Enfiando o telefone no bolso, ele passou a mão sobre o peito nu. — Estamos
perto do rio – não perto do complexo. Do outro lado, em Maryland. Aqui estamos
seguros. Nenhum Guardião nos encontrará.
Pensamentos feios e angustiantes deslizaram em minha cabeça e os afastei.
— Onde está Bambi?
— Atualmente ela está ao redor da minha perna. Achei que você poderia
precisar de espaço.
— Oh. — Eu brincava com a borda do cobertor. Quando levantei o olhar,
ele me observava de novo. Prendi a respiração.
Roth se apoiou em minhas pernas. — A comida logo estará aqui. Por que
não descansa um pouco. Vou acordá-la quando chegar.
Eu estava exausta, mas o sono seria ilusório. — Não consigo.
Ele ficou em silêncio por alguns minutos. — No que está pensando?
— Muitas coisas — admiti, olhando para o teto. — Não serei capaz de
permanecer aqui...
— Você pode ficar aqui o tempo que quiser.
Meus lábios puxaram um sorrisinho. — Obrigada, mas você sabe... Sei que
não posso. Tenho que ir. Não sei para onde, mas preciso ir para algum lugar...
Onde não esteja perto das pessoas ou dos Guardiões. Pelo menos até eu descobrir
como estou infectando pessoas.
— Você me diz quando e para onde você quer ir, e nós iremos.
Meu olhar se voltou para ele. — Você não pode ir comigo.
Roth fez uma careta. — E porque não?
— Ordenaram que você me matasse. Se você for comigo, então não seria
como colocar um alvo nas suas costas?
Ele arqueou uma sobrancelha. — Pareço alguém que se importa? Além
disso, eu tenho certeza de que já desobedeci às ordens diretas do Chefe. E de
maneira nenhuma eu deixarei você fugir sozinha. Claro que não. Você precisa de
alguém com você. Precisa de ajuda.
— Roth...
— Olha, você não está fazendo nada disso por si mesma. A bagunça em que
você se encontra é parcialmente culpa minha. Não contei a você sobre um monte
de merda. — Sua mandíbula se levantou. — E sei que as coisas estão... Fodidas
com a gente. Eu sei disso. Ainda que você me diga que prefere foder a perna de um
Noturno a me perdoar, eu estarei lá com você.
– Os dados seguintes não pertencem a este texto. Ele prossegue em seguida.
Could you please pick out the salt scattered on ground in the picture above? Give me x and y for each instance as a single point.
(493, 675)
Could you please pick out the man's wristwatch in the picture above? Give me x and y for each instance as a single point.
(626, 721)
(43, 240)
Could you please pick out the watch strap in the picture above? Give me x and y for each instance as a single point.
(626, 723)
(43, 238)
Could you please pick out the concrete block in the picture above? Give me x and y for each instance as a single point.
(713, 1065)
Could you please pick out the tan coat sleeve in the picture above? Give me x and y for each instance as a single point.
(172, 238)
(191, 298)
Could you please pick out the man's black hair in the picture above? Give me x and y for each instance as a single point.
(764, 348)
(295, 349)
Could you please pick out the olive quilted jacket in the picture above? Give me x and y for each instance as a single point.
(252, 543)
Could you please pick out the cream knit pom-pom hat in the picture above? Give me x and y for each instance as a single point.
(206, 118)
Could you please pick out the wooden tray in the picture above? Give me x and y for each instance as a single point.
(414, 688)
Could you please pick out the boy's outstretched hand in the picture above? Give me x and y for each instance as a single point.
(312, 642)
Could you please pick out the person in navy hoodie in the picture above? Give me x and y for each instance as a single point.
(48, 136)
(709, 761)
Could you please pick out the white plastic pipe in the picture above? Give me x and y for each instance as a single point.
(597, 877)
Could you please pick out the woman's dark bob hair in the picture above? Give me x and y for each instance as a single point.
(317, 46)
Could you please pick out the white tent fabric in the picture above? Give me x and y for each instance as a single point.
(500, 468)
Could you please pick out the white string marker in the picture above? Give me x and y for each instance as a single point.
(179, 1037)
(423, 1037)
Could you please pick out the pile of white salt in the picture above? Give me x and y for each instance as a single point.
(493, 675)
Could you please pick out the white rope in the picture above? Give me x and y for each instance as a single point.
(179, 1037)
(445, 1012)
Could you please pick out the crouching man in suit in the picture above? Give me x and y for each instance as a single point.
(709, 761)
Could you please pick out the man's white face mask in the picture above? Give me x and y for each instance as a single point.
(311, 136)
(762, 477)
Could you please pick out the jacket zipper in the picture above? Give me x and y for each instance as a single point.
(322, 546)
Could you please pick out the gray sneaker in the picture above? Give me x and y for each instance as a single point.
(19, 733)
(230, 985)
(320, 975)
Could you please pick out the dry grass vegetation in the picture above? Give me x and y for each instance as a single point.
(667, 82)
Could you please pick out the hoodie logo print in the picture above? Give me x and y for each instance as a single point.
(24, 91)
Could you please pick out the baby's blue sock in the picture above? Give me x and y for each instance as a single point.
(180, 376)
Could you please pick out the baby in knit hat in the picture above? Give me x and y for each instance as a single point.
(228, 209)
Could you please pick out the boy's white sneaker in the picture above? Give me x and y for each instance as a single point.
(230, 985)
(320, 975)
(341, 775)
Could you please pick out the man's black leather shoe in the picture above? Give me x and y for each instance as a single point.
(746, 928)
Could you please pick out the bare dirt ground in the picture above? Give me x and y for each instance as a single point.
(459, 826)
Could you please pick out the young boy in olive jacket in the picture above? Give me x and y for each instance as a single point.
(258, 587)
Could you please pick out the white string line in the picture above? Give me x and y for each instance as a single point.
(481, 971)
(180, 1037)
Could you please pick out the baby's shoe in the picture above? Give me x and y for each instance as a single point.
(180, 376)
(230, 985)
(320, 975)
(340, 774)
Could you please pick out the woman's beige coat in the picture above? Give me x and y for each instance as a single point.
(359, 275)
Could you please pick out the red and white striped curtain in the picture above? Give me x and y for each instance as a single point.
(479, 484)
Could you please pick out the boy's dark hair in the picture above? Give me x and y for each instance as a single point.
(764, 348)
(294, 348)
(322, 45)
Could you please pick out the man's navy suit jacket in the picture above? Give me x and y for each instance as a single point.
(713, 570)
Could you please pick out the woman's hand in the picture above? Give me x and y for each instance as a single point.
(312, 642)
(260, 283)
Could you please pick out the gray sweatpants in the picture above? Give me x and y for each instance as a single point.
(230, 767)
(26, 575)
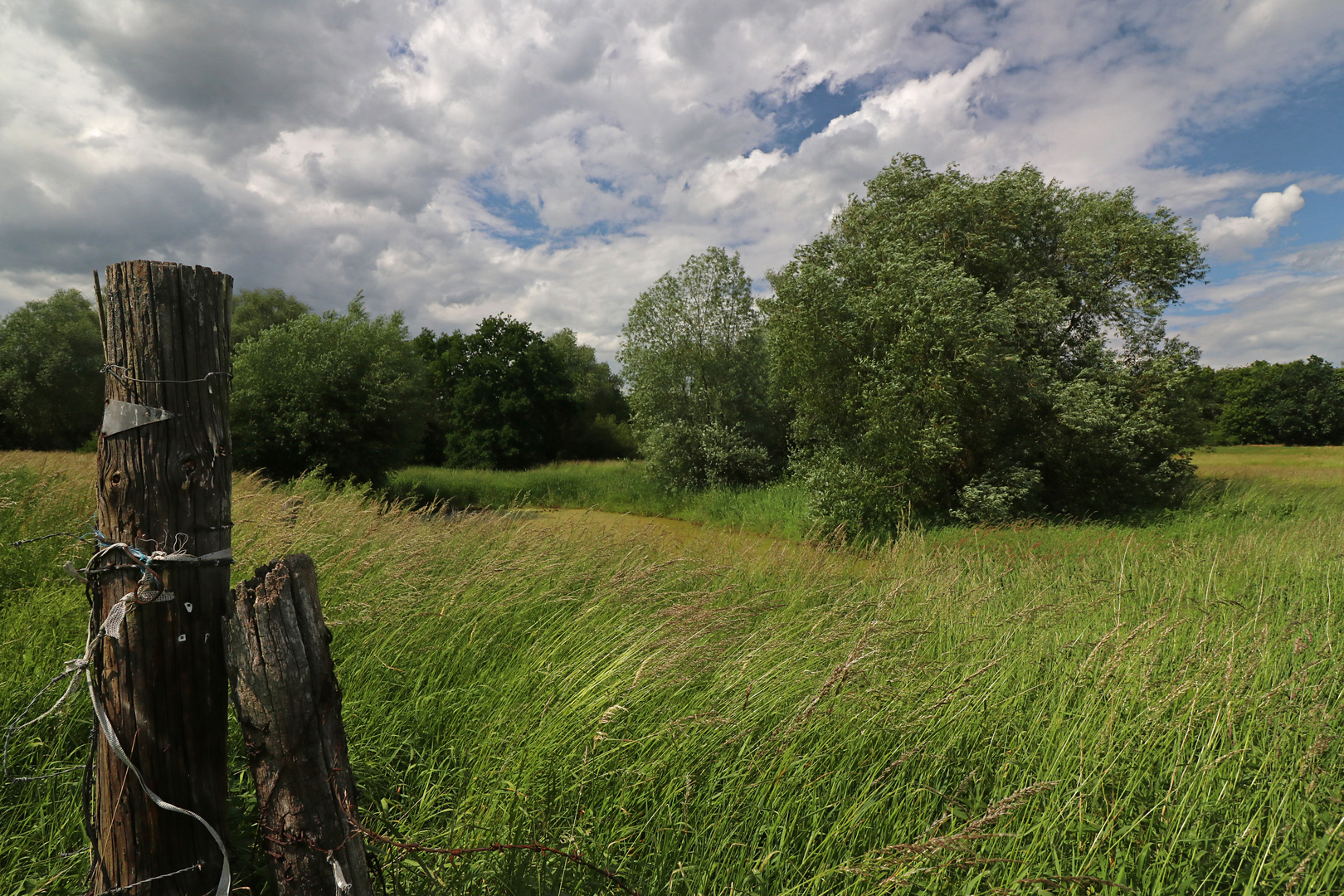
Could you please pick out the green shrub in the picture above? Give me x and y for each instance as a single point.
(986, 349)
(694, 353)
(50, 373)
(343, 392)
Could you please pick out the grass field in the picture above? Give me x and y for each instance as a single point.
(1045, 709)
(617, 486)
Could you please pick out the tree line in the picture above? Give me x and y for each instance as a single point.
(348, 394)
(951, 347)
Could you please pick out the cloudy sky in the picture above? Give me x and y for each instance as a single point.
(552, 158)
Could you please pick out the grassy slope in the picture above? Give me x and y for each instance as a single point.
(617, 486)
(711, 712)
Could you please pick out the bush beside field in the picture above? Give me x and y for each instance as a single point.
(617, 486)
(1051, 709)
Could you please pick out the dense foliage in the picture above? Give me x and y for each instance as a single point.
(986, 349)
(504, 395)
(50, 381)
(600, 426)
(260, 309)
(1294, 403)
(344, 392)
(695, 356)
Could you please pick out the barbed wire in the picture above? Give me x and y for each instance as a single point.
(127, 379)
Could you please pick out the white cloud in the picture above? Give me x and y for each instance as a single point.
(1234, 236)
(553, 158)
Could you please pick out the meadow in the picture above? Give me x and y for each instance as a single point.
(717, 709)
(616, 486)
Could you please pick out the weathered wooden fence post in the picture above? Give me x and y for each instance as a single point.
(164, 485)
(288, 704)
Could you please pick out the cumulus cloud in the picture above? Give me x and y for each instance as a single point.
(553, 158)
(1234, 236)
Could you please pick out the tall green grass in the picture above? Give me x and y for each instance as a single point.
(1050, 709)
(617, 486)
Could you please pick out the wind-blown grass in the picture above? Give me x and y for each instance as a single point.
(967, 711)
(617, 486)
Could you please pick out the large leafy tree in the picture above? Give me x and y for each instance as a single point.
(50, 381)
(600, 426)
(344, 392)
(505, 398)
(695, 358)
(986, 349)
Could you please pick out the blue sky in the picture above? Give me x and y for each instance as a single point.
(552, 160)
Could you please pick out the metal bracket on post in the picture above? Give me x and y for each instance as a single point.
(119, 416)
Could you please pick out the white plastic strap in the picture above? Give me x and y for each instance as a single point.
(110, 737)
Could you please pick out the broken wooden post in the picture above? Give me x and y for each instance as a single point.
(288, 703)
(164, 485)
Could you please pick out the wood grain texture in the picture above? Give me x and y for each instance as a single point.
(162, 486)
(288, 703)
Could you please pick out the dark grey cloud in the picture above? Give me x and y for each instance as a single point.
(82, 219)
(552, 158)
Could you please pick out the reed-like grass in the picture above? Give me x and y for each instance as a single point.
(617, 486)
(1050, 709)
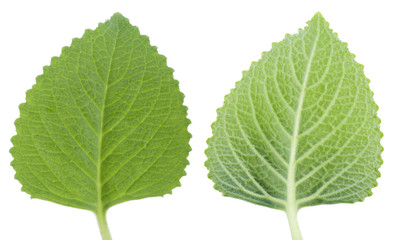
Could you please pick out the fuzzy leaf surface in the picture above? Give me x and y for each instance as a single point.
(104, 124)
(300, 127)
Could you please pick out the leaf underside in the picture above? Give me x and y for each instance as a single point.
(104, 124)
(300, 126)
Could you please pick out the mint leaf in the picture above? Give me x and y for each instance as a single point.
(104, 124)
(300, 129)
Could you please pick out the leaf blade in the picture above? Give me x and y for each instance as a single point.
(104, 124)
(292, 99)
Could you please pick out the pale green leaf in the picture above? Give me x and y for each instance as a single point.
(104, 124)
(300, 128)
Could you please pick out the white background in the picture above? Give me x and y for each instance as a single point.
(209, 44)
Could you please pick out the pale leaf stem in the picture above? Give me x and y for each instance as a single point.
(292, 213)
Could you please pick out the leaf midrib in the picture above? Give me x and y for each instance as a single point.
(291, 190)
(100, 207)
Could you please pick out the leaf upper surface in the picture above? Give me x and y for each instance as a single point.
(104, 124)
(300, 124)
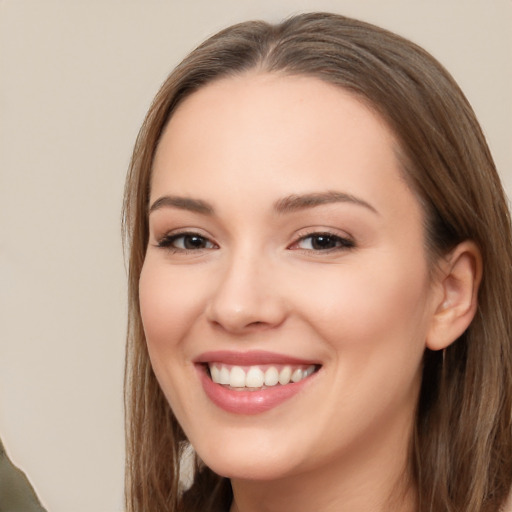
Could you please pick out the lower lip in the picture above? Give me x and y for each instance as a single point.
(248, 402)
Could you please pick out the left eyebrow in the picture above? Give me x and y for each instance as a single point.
(296, 202)
(182, 203)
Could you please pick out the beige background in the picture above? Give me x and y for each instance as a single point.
(75, 81)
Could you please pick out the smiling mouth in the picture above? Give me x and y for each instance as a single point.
(258, 377)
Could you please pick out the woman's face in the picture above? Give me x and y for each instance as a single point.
(286, 261)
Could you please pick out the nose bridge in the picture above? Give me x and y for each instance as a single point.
(245, 297)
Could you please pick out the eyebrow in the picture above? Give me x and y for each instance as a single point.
(288, 204)
(295, 202)
(183, 203)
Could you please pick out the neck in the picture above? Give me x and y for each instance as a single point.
(375, 479)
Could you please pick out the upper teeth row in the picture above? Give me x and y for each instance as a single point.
(255, 377)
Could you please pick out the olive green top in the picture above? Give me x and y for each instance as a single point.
(16, 493)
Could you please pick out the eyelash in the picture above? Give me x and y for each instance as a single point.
(168, 241)
(340, 243)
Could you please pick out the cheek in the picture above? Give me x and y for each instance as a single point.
(364, 306)
(168, 303)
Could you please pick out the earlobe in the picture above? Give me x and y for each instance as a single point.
(459, 278)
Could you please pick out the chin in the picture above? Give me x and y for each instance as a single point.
(250, 463)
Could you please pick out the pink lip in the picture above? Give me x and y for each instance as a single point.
(250, 358)
(248, 402)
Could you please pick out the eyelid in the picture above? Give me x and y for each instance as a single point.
(347, 241)
(165, 241)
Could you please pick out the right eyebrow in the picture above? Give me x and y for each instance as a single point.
(183, 203)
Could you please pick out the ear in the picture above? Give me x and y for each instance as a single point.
(458, 279)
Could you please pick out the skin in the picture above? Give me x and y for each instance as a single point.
(364, 311)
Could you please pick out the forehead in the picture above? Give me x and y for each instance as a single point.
(282, 134)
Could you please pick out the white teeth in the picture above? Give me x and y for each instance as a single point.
(237, 377)
(255, 377)
(224, 376)
(297, 375)
(285, 375)
(271, 376)
(215, 373)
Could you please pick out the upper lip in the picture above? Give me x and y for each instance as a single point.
(249, 358)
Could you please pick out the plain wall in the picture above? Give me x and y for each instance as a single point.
(75, 81)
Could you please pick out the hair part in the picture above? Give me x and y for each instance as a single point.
(461, 452)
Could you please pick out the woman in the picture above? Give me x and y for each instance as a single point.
(320, 281)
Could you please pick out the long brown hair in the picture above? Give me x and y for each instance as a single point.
(461, 452)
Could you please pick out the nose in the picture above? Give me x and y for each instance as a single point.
(247, 297)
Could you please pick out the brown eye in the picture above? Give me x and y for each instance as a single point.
(323, 242)
(186, 242)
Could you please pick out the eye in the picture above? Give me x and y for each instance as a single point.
(322, 242)
(186, 242)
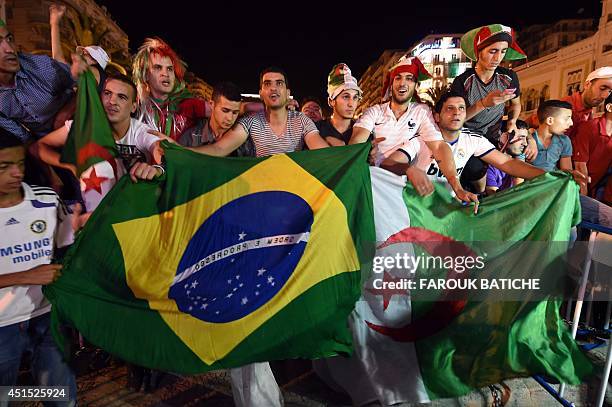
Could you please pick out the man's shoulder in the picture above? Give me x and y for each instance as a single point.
(40, 194)
(500, 70)
(465, 75)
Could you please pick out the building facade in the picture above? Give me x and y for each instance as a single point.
(442, 57)
(84, 23)
(372, 79)
(440, 54)
(564, 71)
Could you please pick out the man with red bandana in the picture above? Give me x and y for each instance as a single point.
(597, 88)
(486, 88)
(164, 102)
(403, 118)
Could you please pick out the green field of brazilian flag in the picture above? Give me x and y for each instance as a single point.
(227, 261)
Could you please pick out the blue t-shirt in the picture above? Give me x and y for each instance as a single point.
(548, 158)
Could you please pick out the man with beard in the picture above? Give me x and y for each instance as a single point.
(344, 96)
(597, 88)
(450, 113)
(276, 130)
(33, 88)
(403, 118)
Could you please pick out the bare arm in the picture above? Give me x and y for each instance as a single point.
(565, 164)
(360, 135)
(56, 12)
(511, 166)
(494, 98)
(314, 141)
(230, 141)
(39, 275)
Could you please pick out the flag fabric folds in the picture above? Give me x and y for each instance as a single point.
(408, 350)
(223, 262)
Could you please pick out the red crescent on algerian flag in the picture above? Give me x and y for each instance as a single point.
(443, 311)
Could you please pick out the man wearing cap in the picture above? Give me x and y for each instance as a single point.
(404, 118)
(33, 88)
(487, 87)
(597, 88)
(344, 96)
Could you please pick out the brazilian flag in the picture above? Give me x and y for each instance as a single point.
(223, 261)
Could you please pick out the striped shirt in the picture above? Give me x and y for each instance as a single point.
(42, 88)
(267, 143)
(32, 230)
(466, 145)
(469, 85)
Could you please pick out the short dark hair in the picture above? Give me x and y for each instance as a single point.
(550, 108)
(9, 140)
(521, 125)
(228, 90)
(445, 96)
(310, 99)
(125, 79)
(274, 69)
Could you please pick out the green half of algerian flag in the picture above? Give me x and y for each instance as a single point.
(465, 341)
(90, 140)
(223, 262)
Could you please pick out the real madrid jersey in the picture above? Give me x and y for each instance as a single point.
(31, 230)
(468, 144)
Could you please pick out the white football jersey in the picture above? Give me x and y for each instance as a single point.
(468, 144)
(31, 230)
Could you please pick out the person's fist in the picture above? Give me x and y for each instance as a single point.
(44, 274)
(143, 171)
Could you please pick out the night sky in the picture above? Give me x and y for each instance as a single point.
(226, 40)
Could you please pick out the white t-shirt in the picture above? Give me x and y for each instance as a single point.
(136, 145)
(32, 229)
(267, 142)
(397, 132)
(468, 144)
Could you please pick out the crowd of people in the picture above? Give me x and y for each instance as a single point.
(472, 140)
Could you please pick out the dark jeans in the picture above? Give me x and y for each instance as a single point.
(48, 366)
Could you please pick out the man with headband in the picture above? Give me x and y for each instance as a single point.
(343, 97)
(164, 102)
(403, 118)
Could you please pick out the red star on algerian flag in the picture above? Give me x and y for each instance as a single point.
(94, 182)
(387, 293)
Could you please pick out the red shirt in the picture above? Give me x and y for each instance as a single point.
(594, 146)
(580, 113)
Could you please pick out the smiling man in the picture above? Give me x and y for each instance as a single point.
(416, 158)
(276, 130)
(403, 118)
(343, 97)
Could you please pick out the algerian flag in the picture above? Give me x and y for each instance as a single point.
(418, 345)
(223, 262)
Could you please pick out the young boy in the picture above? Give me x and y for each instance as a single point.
(513, 144)
(35, 222)
(554, 148)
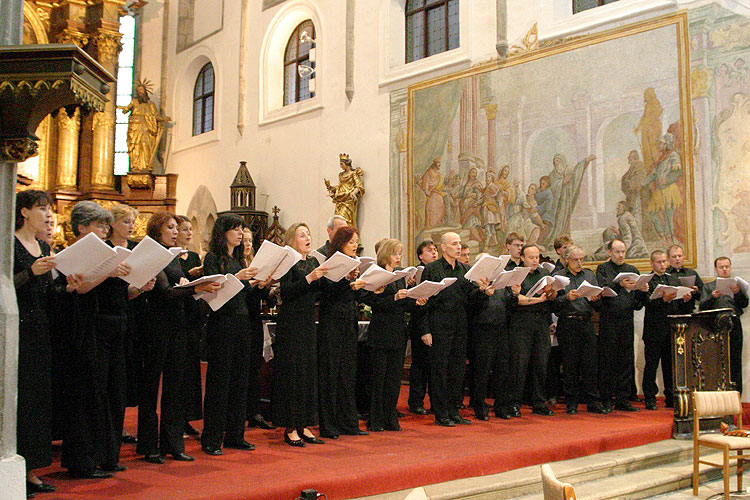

Levantei-me em meus cotovelos. — Você está indo contra o Inferno – contra
o seu chefe?
Ele sorriu quando deu de ombros. — Sim.
— Por que correr esse risco?
Seus olhos encontraram os meus. — Você sabe a razão. No fundo, você sabe.
Levou mais um dia e meio para que meu corpo voltasse à normalidade.
Durante esse tempo, Roth tornou-se algo como um amigo. Assim como Cayman.
Os dois me mantiveram entretida enquanto era forçada a ficar na cama.
Acabei assistindo todos os filmes de Will Ferrell que havia.
Nós três conversamos sobre os planos e sobre para onde irmos a partir
daqui. Pelo que pudemos deduzir, eu precisava ter estado várias vezes ao redor dos
afetados, já que, obviamente, não beijei nenhum deles... Isso fazia sentido com
aqueles que já sabíamos que foram afetados – Dean e Gareth – mas não quando se
tratava da moça do Palisades e aqueles que estavam sem nome e sem rosto para
nós. Muitos não faziam sentido, mas a quem poderíamos perguntar?
Era bom – um alívio – ter algum tipo de plano, embora não fosse o mais
detalhado ou pensado, mas nos momentos de calma, quando Roth saía ou Cayman
desmaiava no sofá, não podia deixar de pensar em tudo o que perdi.
E perdi muito.
Embora os Guardiões tivessem se voltado contra mim, no fim, eles
permaneciam sendo meu clã e a coisa mais próxima que eu tinha de uma família.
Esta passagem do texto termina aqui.